Crash victim helps students by sharing tragic experience

John Westhaver survived a horrible crash nearly 20 years ago and will speak to local students about making safe driving choices.
Image Credit: SOURCE/YouTube

The survivor of a horrible car crash will bring his experience to secondary school students in Kamloops with the intention of helping them see their way to making good choices when driving on graduation night and beyond.

The presentations begin later this month as ICBC road safety speaker John Westhaver tours Southern Interior schools.
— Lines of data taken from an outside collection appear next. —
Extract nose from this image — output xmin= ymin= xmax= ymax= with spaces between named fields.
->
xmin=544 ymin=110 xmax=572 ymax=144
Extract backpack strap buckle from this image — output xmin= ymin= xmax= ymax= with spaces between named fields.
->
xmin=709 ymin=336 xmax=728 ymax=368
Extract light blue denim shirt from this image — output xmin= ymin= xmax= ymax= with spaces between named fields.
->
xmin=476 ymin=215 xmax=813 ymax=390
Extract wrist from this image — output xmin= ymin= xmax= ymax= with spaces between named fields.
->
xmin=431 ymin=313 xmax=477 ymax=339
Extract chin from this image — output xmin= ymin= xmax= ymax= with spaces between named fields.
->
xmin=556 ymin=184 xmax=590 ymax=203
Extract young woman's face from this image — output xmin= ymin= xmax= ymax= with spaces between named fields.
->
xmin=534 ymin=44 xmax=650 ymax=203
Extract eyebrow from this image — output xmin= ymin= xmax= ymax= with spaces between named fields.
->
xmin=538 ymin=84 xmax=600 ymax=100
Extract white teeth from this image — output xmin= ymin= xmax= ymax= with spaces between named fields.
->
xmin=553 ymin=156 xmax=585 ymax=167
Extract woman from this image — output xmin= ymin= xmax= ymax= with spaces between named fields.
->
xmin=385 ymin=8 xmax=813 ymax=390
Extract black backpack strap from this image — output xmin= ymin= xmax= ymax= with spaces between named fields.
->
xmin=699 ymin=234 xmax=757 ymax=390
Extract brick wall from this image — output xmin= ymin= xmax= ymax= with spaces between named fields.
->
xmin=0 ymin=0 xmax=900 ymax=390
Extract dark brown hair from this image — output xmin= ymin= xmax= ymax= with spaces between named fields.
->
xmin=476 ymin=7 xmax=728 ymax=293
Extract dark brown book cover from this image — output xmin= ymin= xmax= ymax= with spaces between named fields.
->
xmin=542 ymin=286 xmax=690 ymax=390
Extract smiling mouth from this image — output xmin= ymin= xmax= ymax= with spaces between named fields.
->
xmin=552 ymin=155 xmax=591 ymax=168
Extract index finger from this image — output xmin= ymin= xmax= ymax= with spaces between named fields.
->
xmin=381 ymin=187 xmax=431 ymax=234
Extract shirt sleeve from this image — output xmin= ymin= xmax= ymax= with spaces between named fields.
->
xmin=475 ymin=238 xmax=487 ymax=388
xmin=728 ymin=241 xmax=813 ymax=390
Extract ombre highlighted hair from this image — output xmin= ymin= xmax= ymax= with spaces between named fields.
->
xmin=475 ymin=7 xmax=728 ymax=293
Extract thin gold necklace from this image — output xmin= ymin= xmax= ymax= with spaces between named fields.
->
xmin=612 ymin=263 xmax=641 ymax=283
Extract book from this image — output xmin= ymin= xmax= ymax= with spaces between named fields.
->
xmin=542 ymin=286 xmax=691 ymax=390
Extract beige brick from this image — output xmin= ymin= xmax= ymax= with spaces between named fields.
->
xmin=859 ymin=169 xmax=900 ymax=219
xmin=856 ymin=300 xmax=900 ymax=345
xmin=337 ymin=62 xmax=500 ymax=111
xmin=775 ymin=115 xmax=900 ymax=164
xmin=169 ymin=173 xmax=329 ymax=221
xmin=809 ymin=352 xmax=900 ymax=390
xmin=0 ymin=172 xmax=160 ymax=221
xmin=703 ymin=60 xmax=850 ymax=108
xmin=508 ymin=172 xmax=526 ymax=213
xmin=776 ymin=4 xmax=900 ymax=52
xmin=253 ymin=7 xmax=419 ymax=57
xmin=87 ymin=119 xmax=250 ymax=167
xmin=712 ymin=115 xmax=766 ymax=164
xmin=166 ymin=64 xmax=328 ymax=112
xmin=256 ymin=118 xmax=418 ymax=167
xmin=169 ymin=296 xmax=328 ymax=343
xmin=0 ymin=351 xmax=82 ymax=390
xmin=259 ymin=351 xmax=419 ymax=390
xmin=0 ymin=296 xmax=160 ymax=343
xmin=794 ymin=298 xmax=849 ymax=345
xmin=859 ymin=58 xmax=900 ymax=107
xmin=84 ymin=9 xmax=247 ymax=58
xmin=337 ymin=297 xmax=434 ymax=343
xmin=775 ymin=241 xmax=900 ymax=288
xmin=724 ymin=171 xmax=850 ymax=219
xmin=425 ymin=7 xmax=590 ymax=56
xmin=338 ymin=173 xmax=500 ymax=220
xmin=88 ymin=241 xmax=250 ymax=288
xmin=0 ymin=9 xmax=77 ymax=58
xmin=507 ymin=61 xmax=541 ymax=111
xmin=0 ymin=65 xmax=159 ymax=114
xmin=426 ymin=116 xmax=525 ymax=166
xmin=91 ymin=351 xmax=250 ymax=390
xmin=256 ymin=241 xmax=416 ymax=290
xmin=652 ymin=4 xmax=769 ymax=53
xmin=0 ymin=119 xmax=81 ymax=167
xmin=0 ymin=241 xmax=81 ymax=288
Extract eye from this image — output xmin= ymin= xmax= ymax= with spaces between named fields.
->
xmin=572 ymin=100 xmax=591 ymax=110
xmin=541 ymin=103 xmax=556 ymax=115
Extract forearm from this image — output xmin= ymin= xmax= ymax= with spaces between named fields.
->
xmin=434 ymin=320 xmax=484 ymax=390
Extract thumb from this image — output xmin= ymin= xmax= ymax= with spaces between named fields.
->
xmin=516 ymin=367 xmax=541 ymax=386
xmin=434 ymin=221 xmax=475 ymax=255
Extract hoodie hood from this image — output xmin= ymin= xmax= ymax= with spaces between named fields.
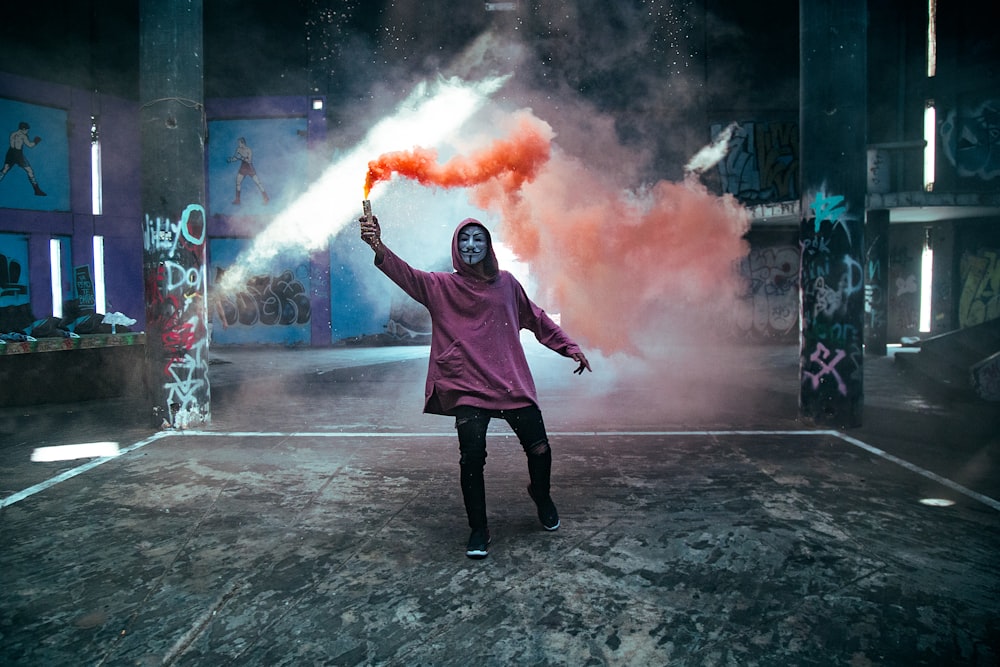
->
xmin=451 ymin=218 xmax=500 ymax=280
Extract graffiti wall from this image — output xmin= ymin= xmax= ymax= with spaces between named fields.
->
xmin=143 ymin=204 xmax=210 ymax=428
xmin=938 ymin=98 xmax=1000 ymax=181
xmin=955 ymin=221 xmax=1000 ymax=327
xmin=712 ymin=122 xmax=799 ymax=205
xmin=209 ymin=238 xmax=312 ymax=345
xmin=799 ymin=192 xmax=864 ymax=416
xmin=0 ymin=99 xmax=70 ymax=211
xmin=734 ymin=230 xmax=799 ymax=342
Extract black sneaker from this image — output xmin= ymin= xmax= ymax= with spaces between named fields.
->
xmin=465 ymin=528 xmax=492 ymax=560
xmin=528 ymin=484 xmax=560 ymax=530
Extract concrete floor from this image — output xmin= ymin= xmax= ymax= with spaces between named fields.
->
xmin=0 ymin=347 xmax=1000 ymax=667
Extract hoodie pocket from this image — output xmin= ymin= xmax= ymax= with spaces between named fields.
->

Westhaver's crash happened 20 years ago and resulted in many surgeries because of burns he sustained. Three of his friends did not survive. He says he now talks to students about safe driving because he knows what it is like to wake up horribly injured and he wants them to think about road safety as a driver and a passenger before it is too late.

“These crashes don't discriminate,” he says, “and they do have lasting repercussions and can affect the rest of your life.”
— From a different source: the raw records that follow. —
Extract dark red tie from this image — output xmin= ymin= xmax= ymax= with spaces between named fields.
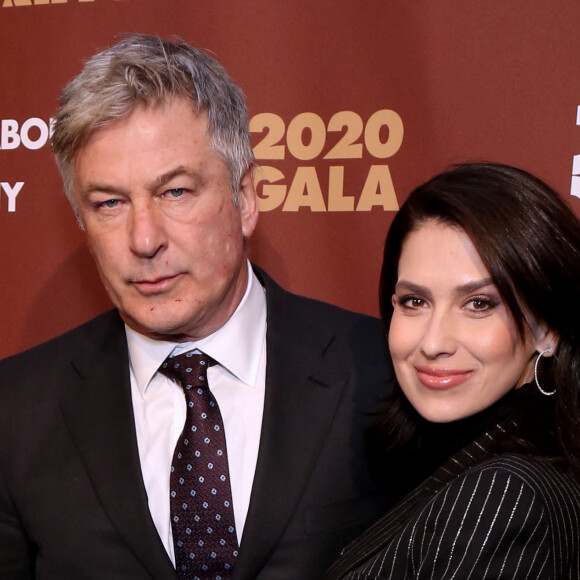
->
xmin=159 ymin=352 xmax=238 ymax=580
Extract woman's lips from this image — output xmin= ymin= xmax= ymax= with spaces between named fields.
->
xmin=415 ymin=366 xmax=473 ymax=389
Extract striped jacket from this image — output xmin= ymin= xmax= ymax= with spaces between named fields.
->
xmin=325 ymin=421 xmax=580 ymax=580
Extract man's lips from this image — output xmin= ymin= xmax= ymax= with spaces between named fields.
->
xmin=415 ymin=365 xmax=473 ymax=389
xmin=130 ymin=274 xmax=181 ymax=294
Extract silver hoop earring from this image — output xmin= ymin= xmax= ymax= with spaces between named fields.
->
xmin=534 ymin=348 xmax=557 ymax=397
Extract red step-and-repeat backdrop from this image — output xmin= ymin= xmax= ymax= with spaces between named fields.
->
xmin=0 ymin=0 xmax=580 ymax=357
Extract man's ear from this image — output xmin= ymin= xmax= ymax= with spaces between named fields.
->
xmin=238 ymin=169 xmax=259 ymax=239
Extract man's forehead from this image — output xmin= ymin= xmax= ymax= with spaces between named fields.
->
xmin=75 ymin=95 xmax=210 ymax=160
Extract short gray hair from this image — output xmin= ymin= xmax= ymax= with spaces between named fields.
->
xmin=51 ymin=34 xmax=254 ymax=218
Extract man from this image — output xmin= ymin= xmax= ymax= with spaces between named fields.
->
xmin=0 ymin=35 xmax=391 ymax=580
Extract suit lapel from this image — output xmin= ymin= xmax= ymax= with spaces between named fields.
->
xmin=62 ymin=317 xmax=174 ymax=578
xmin=234 ymin=272 xmax=348 ymax=580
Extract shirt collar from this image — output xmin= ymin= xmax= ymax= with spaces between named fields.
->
xmin=125 ymin=262 xmax=266 ymax=394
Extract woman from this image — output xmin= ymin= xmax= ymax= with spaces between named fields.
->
xmin=326 ymin=163 xmax=580 ymax=580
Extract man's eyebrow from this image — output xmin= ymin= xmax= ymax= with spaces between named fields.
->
xmin=80 ymin=165 xmax=203 ymax=199
xmin=80 ymin=183 xmax=126 ymax=199
xmin=149 ymin=165 xmax=203 ymax=190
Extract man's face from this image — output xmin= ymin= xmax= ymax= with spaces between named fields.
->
xmin=74 ymin=98 xmax=258 ymax=340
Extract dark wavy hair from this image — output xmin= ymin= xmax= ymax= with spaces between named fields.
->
xmin=380 ymin=163 xmax=580 ymax=473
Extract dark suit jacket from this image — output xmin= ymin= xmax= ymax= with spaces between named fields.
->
xmin=0 ymin=271 xmax=392 ymax=580
xmin=325 ymin=421 xmax=580 ymax=580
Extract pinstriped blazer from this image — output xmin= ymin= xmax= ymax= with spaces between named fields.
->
xmin=324 ymin=421 xmax=580 ymax=580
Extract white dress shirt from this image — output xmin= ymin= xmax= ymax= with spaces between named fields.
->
xmin=125 ymin=263 xmax=266 ymax=563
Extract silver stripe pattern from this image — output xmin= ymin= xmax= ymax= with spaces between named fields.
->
xmin=325 ymin=425 xmax=580 ymax=580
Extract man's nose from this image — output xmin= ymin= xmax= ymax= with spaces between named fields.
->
xmin=128 ymin=203 xmax=167 ymax=258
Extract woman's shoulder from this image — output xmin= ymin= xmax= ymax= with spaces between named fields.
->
xmin=453 ymin=453 xmax=580 ymax=511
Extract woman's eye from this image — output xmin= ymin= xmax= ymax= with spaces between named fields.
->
xmin=397 ymin=296 xmax=425 ymax=309
xmin=466 ymin=298 xmax=497 ymax=312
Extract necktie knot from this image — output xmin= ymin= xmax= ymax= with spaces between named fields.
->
xmin=159 ymin=351 xmax=238 ymax=580
xmin=159 ymin=352 xmax=217 ymax=393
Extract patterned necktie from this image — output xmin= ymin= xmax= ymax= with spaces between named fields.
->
xmin=159 ymin=352 xmax=238 ymax=580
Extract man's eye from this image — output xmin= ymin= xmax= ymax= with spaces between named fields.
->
xmin=166 ymin=187 xmax=185 ymax=197
xmin=99 ymin=199 xmax=119 ymax=208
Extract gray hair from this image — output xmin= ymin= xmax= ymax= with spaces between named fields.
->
xmin=51 ymin=34 xmax=254 ymax=220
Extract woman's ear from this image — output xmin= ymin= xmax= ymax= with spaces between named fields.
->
xmin=530 ymin=324 xmax=560 ymax=357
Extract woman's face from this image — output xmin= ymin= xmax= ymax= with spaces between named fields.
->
xmin=389 ymin=220 xmax=551 ymax=423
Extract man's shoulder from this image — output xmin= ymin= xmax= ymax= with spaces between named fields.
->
xmin=0 ymin=310 xmax=123 ymax=374
xmin=254 ymin=266 xmax=382 ymax=332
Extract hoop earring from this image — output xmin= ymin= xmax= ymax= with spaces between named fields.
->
xmin=534 ymin=348 xmax=557 ymax=397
According to ICBC an average 240 youth are injured and three killed between April and June every year in the Southern Interior

“It’s important that we do what we can to help B.C. youth understand the devastating impact one wrong decision could have on their lives and their families,” said Mary Polak, Minister of Transportation and Infrastructure. “The reality is that car crashes are the number one preventable cause of death for youth in B.C. ICBC’s road safety speakers help strengthen young people’s decision-making skills and teach them to think twice before taking risks behind the wheel.”
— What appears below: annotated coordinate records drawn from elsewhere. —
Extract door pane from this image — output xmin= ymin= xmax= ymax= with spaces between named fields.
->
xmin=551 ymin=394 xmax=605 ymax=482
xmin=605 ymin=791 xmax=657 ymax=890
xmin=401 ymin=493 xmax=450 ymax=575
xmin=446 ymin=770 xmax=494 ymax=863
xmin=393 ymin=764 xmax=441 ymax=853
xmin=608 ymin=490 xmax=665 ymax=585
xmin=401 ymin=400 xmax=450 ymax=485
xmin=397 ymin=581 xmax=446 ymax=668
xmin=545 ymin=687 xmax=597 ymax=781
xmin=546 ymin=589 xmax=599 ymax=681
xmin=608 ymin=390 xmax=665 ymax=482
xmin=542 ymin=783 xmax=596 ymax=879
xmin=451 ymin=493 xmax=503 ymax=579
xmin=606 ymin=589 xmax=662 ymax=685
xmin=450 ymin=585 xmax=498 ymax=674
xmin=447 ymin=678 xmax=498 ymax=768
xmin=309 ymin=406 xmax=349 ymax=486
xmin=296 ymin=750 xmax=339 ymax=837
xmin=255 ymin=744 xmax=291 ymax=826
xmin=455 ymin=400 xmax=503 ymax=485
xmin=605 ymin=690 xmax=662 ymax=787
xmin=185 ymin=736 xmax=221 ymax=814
“Our road safety speaker program is one way that we reach out to students to motivate them to make smart, safe driving choices,” said John Dickinson, ICBC’s director of road safety. “Our road safety speakers connect with students through their personal, heartbreaking stories and help them realize the tragic and life-changing consequences of taking risks while driving.”

For the past 16 years, ICBC road safety speakers have been sharing their stories with more than 50,000 B.C. high school students every year.

The speaking tour will start in Revelstoke on April 22 and ends in Sparwood three weeks later, with stops in more than 20 other locations including Merritt, Salmon Arm, Sicamous, Barriere, Clearwater, Kelowna and Osoyoos. The Kamloops stops will include Twin Rivers Secondary, Beattie School of the Arts and Norkam Secondary.

School District 73 Kamloops/Thompson will see graduation ceremonies take place between May 24 and June 11.

  • On average, 12 youth are killed and 1,100 are injured in crashes every year in the Southern Interior.
  • On average, 44 youth are killed and 7,300 are injured in crashes every year in B.C.
  • Twenty-five per cent of speeding drivers and 19 per cent of impaired drivers in B.C. involved in crashes, resulting injuries or fatalities, were between the ages of 16 and 21.